The searching loop
The searching must locate an existing node or return nothing. This is done in parallel for many strings at once within a kernel using GPU threads. However, due to the way how the nodes are represented the search algorithm jumps to a child node
if it exists or searches for a proper character within a leaf. Therefore, the original main loop, presented in Listing 1, consisted of two parts. The part that had been executed had been selected depending on the flag inNode
, which had indicated that a thread had been traversing through nodes down the tree. If it becomes false
it means that we are in a leaf.
Listing 1. The original main search loop.
const char *textIt = textBeg;
bool inNode = true;
bool go = true;
uint16_t trieOffset = 0;
while (go && textIt < textEnd)
{
char c = *textIt++;
if (inNode)
{
if ((c >= 'A' && c <= 'Z') || (c >= 'a' && c <= 'z'))
{
c |= 0x20;
trieOffset = reinterpret_cast<uint16_t*>(trie + trieOffset)[c - 'a'];
if (trieOffset & 0x8000)
{
trieOffset &= 0x7FFF;
inNode = false;
}
if (trieOffset == 0)
go = false;
}
else
go = false;
}
else
{
char tC = trie[trieOffset++];
if (tC)
{
if (!((c >= 'a' && c <= 'z') || (c >= 'A' && c <= 'Z'))
|| (c | 0x20) != tC)
go = false;
}
else
{
result = *reinterpret_cast<uint8_t*>(trie + trieOffset);
go = false;
}
}
}
Loop optimization allowing for instruction predictions
The main flaw of this design had been the impossibility of predicting which instructions should have been decoded next. This is a problem for the instruction scheduler.

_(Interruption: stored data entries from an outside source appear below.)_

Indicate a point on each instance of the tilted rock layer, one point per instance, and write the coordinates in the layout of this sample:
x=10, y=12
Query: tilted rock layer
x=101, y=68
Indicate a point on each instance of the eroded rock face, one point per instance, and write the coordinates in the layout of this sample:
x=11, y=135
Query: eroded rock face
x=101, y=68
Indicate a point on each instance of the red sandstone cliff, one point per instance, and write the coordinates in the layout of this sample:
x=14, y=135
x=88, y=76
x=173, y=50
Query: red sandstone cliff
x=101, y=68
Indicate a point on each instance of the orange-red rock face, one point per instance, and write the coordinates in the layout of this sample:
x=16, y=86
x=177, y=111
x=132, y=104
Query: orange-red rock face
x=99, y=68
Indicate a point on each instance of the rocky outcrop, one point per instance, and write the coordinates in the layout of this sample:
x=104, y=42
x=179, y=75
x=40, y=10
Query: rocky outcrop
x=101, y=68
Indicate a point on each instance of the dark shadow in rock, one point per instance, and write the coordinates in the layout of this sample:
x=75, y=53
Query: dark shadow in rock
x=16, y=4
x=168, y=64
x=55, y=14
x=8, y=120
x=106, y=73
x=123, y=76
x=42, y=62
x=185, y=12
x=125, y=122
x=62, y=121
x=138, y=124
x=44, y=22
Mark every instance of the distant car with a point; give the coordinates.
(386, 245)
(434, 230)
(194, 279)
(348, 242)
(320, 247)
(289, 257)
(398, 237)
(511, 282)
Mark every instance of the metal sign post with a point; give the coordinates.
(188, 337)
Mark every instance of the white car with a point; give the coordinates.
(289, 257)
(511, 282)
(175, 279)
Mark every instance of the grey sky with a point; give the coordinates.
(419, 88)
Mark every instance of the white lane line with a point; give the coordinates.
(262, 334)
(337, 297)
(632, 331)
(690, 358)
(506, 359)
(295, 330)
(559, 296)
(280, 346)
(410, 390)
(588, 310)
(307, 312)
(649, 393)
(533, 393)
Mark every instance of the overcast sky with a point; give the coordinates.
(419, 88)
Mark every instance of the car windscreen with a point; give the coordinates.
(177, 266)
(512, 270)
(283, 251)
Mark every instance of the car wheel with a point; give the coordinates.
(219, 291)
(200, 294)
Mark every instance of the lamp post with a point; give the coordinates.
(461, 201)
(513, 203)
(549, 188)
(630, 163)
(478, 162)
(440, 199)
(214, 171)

To overcome this bottleneck we divided the loop into two separate ones, as shown in the Listing 2. The first loop ended when there were no next array-nodes available. As a result of that, there was no need to track the type of node that was being processed. If the next node was a suffix-node, the flag finishString
would be set before the loop was left. If the flag was set the second loop would be executed.
As a result of the optimization we gained 11% speedup, from 42 million input lines per second to 47 million input lines per second.
Listing 2. The loop after splitting
const char *textIt = textBeg;
bool finishString = false;
uint16_t trieOffset = 0;
while (textIt < textEnd)
{
char c = *textIt++;
char normC = c | 0x20;
bool alfa = (c >= 'a' && c <= 'z') || (c >= 'A' && c <= 'Z');
if (alfa)
{
if (!((trieOffset = reinterpret_cast<uint16_t*>(trie + trieOffset)[normC - 'a'])))
break;
if (trieOffset & 0x8000)
{
trieOffset &= 0x7FFF;
finishString = true;
break;
}
}
else
break;
}
if (finishString)
{
while (textIt < textEnd)
{
char c = *textIt++;
char normC = c | 0x20;
bool alfa = (c >= 'a' && c <= 'z') || (c >= 'A' && c <= 'Z');
char tC = trie[trieOffset++];
if (tC)
{
if (!alfa || normC != tC)
break;
}
else
{
result = *reinterpret_cast<uint8_t*>(trie + trieOffset);
break;
}
}
}